Herdou do avô e do pai o gosto pelas motas. O pai fez tudo para desenvolver esse gosto quando a maioria dos pais tenta precisamente o contrário, que os filhos não andem de mota. Quais são os erros que levam aos grandes acidentes?

Sim, os acidentes de mota podem ser muito graves, o meu avô quase

morreu num. Numa mota é imprescindível cumprir regras. O maior erro é a condução distraída. Em cima de uma mota é necessário estar sempre concentrado. Outro problema é o acesso a motas de alta cilindrada, motas de 200 cavalos, que pesam 200 quilos e que dão 300 por hora. Sou absolutamente contra a venda destas motas, são perigosíssimas.

Qual foi a máxima velocidade a que já andou fora de competição?

Gosto de cumprir a lei.

E em competição?

185, em terra, e 265 em estrada.

No dia-a-dia usa a mota?

Só quando está muito frio e muita chuva é que uso o carro.

Tem uma mota de sonho?

Eu construo as minhas motos. Em miúdo era a Yamaha YZ 80.

Quanto tempo dura uma mota?

O ano passado usei nove motas.

Guarda as motas dos Dakar em que já participou?

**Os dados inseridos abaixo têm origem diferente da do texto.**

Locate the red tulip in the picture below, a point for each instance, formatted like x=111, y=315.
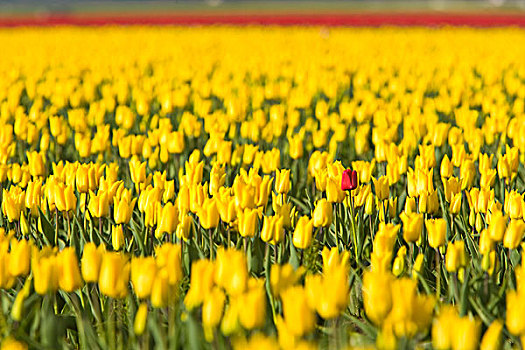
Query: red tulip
x=349, y=180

Todas. Esta última foi toda construída em Portugal, é uma Yamaha WR 450, mas do Japão só vieram o quadro, o motor e as rodas. Em regra, uma mota demora cerca de 3 meses a ser construída por nós. A deste Dakar foi feita num mês. Foi necessário um grande esforço.

Qual é o preço final de uma mota para um Dakar?

40 mil euros, para um Dakar. A maioria custa sete mil euros.